Every port in America is saddled with a chaotic transportation system, exacerbated by truck drivers who are exploited and undercapitalized, says John Canham-Clyne, spokesman for Change to Win, a labor federation and a coalition member. "If [the US] is going to grow its economy and do it in a way that is green, we have to remove the barriers to efficiency, safety, and health that have been created by chaotic and inefficient port trucking."
Many trace the current problems to trucking deregulation 25 years ago. With many drivers now working as independent contractors, trucking companies do not have to pay Social Security taxes, unemployment insurance, or workers' compensation for those contract workers. To make ends meet, truckers forgo upgrades to their trucks and drive older, less safe trucks.
Another key problem, advocates say, is that truckers are paid by the truckload rather than by the hour, reducing trucking-company incentives to cut the time drivers spend waiting in line to load or unload.

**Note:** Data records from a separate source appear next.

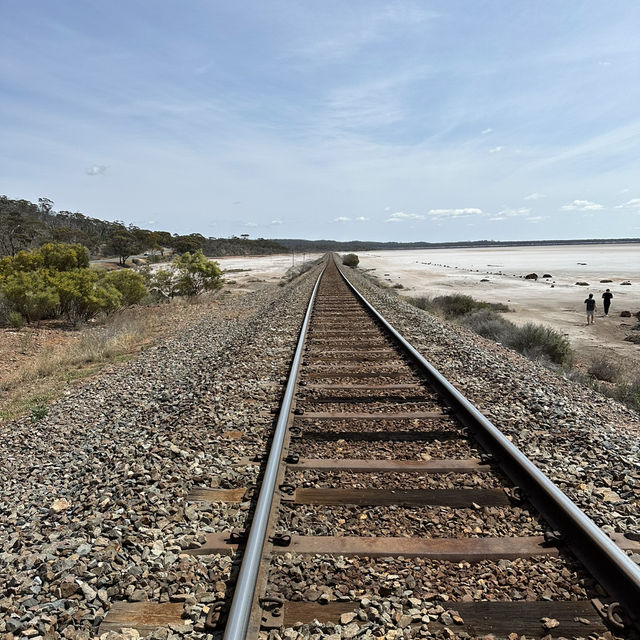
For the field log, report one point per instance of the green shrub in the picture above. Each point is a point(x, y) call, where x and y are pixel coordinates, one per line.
point(350, 260)
point(32, 294)
point(15, 319)
point(605, 369)
point(163, 283)
point(197, 274)
point(129, 283)
point(64, 257)
point(537, 341)
point(82, 297)
point(454, 306)
point(489, 324)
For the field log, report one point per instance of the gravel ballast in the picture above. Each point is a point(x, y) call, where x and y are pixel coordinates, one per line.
point(586, 443)
point(92, 501)
point(93, 505)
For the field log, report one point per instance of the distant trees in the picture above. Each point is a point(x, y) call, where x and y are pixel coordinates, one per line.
point(190, 275)
point(55, 281)
point(25, 225)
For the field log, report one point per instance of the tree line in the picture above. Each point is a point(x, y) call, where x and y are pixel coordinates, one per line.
point(25, 225)
point(56, 281)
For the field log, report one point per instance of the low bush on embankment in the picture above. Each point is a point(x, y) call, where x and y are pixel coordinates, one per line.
point(532, 340)
point(454, 306)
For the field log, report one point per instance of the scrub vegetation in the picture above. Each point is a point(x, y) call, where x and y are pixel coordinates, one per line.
point(532, 340)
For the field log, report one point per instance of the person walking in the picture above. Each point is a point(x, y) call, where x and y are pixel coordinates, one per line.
point(591, 309)
point(606, 298)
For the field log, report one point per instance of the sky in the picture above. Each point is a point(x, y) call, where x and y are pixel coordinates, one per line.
point(351, 119)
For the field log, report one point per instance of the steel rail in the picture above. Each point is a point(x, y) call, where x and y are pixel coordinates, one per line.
point(600, 555)
point(240, 611)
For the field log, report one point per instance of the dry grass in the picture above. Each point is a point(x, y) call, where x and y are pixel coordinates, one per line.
point(52, 370)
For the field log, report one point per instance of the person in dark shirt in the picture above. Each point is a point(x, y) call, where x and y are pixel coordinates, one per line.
point(606, 297)
point(591, 309)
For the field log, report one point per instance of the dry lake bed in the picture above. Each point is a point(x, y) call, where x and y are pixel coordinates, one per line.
point(496, 274)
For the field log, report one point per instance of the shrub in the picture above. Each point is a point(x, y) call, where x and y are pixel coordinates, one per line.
point(82, 297)
point(489, 324)
point(129, 283)
point(32, 294)
point(197, 274)
point(350, 260)
point(538, 341)
point(64, 257)
point(454, 306)
point(163, 283)
point(605, 369)
point(15, 319)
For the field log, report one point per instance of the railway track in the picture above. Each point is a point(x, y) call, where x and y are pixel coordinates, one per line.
point(387, 499)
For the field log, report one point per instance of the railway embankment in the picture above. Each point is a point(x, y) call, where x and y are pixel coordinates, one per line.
point(93, 505)
point(588, 444)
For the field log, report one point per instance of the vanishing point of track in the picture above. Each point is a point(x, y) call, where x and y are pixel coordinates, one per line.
point(367, 428)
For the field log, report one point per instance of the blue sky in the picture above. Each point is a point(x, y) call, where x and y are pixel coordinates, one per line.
point(351, 119)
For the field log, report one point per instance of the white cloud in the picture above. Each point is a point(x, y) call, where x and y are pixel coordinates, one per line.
point(582, 205)
point(96, 170)
point(455, 213)
point(634, 203)
point(400, 216)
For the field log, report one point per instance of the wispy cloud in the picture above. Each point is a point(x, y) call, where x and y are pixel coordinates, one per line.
point(512, 213)
point(634, 203)
point(400, 216)
point(96, 170)
point(582, 205)
point(454, 213)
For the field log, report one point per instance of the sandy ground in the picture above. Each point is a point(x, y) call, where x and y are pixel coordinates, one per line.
point(497, 275)
point(247, 271)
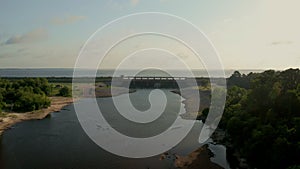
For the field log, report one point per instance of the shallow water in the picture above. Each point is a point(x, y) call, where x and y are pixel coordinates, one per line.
point(59, 142)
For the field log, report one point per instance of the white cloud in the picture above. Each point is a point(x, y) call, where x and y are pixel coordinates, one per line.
point(67, 20)
point(29, 37)
point(134, 2)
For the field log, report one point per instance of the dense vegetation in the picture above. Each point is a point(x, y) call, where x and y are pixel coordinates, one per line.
point(262, 118)
point(27, 94)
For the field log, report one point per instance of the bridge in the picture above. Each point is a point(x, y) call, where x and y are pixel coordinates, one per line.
point(136, 82)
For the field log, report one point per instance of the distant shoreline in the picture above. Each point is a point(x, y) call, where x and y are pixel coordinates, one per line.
point(11, 118)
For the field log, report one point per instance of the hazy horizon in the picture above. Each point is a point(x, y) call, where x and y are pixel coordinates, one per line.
point(259, 34)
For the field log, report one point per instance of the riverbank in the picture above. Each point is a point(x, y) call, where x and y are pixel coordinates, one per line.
point(9, 119)
point(191, 98)
point(199, 158)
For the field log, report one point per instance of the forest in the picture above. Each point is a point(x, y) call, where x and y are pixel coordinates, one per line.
point(27, 94)
point(262, 118)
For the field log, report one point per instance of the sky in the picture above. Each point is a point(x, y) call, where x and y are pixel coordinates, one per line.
point(248, 34)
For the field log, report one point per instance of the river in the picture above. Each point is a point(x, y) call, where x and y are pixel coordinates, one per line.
point(59, 142)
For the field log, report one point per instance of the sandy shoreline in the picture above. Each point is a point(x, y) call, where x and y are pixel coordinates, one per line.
point(57, 103)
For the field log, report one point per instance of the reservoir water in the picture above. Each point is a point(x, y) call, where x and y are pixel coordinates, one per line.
point(59, 142)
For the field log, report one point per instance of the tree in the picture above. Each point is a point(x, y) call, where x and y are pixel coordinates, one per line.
point(65, 91)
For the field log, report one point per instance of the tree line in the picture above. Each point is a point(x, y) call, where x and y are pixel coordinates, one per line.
point(27, 94)
point(262, 118)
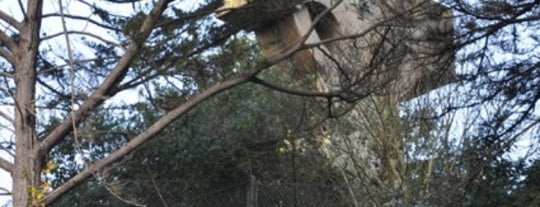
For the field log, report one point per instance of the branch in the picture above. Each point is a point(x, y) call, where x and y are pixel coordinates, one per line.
point(70, 16)
point(296, 92)
point(106, 88)
point(10, 20)
point(6, 116)
point(12, 45)
point(6, 165)
point(5, 191)
point(145, 136)
point(7, 55)
point(79, 33)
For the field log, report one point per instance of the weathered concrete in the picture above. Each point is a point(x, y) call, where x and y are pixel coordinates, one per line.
point(391, 50)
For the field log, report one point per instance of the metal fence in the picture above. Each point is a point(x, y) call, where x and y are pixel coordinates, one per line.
point(251, 193)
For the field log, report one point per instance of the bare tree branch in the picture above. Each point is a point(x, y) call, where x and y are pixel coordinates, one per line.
point(79, 33)
point(6, 165)
point(70, 16)
point(10, 20)
point(6, 116)
point(145, 136)
point(7, 55)
point(5, 191)
point(106, 89)
point(12, 45)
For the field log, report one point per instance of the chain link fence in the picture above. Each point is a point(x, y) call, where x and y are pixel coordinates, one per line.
point(251, 193)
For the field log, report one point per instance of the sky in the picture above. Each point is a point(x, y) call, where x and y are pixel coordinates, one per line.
point(53, 26)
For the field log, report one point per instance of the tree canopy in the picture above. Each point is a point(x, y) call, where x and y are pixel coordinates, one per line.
point(90, 87)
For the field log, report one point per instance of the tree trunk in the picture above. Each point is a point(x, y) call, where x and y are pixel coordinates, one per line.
point(28, 159)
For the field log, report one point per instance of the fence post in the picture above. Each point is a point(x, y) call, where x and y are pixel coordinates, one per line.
point(252, 192)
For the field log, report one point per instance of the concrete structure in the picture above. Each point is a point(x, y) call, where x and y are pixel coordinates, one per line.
point(390, 50)
point(405, 36)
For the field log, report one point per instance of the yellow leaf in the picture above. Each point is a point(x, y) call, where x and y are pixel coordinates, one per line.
point(51, 165)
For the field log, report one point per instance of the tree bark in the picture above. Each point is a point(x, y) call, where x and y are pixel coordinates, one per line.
point(28, 162)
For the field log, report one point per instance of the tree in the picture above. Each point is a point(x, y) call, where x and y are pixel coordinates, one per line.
point(164, 42)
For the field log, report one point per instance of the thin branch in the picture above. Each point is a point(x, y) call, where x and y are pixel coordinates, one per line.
point(12, 45)
point(5, 191)
point(6, 116)
point(79, 33)
point(296, 92)
point(10, 20)
point(145, 136)
point(70, 16)
point(71, 76)
point(156, 188)
point(106, 88)
point(7, 55)
point(6, 165)
point(21, 7)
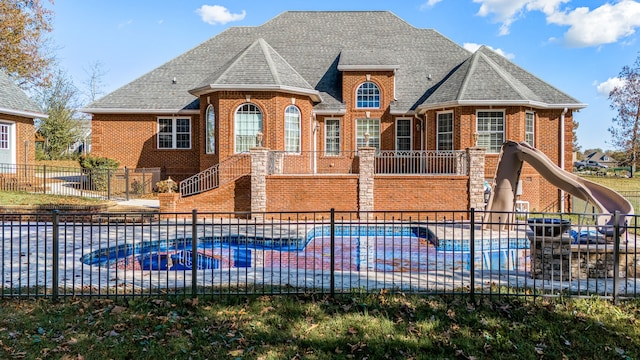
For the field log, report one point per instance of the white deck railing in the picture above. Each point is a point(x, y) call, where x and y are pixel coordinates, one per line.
point(422, 162)
point(312, 162)
point(228, 170)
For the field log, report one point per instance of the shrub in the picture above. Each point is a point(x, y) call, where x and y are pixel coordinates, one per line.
point(167, 186)
point(98, 169)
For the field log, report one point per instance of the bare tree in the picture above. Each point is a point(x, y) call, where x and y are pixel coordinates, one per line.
point(95, 81)
point(625, 99)
point(23, 45)
point(61, 128)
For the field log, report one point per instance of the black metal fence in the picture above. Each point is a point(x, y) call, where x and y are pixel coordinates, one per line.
point(59, 254)
point(109, 184)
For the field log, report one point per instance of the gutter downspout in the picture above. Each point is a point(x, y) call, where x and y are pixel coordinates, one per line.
point(562, 149)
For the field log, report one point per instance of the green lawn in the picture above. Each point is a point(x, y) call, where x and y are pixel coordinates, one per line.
point(379, 326)
point(24, 198)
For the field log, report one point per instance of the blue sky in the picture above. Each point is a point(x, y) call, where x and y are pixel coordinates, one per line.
point(577, 46)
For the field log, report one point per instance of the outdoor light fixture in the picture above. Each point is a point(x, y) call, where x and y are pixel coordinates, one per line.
point(259, 137)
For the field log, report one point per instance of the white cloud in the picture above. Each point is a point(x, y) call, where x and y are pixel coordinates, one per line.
point(473, 47)
point(429, 4)
point(602, 25)
point(216, 14)
point(125, 24)
point(605, 88)
point(508, 11)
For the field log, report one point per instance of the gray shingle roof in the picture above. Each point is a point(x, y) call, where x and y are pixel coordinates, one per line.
point(259, 67)
point(14, 101)
point(306, 50)
point(487, 77)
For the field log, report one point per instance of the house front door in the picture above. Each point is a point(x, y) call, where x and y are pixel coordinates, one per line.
point(7, 143)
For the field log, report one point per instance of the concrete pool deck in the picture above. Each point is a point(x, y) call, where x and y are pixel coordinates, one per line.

Waiting consumes as much as half of drivers' time, say coalition members. Meanwhile, engines idle and diesel fumes pour into the air.
"Those who live directly in port areas are the first casualties of this," says Tonia Reyes-Uranga, city councilwoman for the area. "The rates of asthma in children are soaring. Parents are actually afraid to go out of their homes."
"We don't believe California can achieve its clean-air goals without a huge reduction [in emissions] from these trucks," says Tim Carmichael of the Coalition for Clean Air.
The trucking plan is the first part of a five-year plan to cut emissions by 50 percent at the Port of Los Angeles, says port spokeswoman Theresa Adams-Lopez. The port has been working with federal, state, and regionals agencies to meet the goal. Other issues to be addressed are pollution from ocean-going vessels, tugboats, and harbor craft; trains; and yard equipment, she says.
Wal-Mart, a huge importer, says it is evaluating whether the new plan will raise costs. It is already working to double the efficiency of its truck fleet of 7,200 by 2015, says spokesman Dave Tovar. Already, installation of auxiliary power units on all trucks has cut Wal-Mart's annual consumption of diesel fuel by 10 million gallons and eliminated about 100,000 metric tons of carbon-dioxide emissions.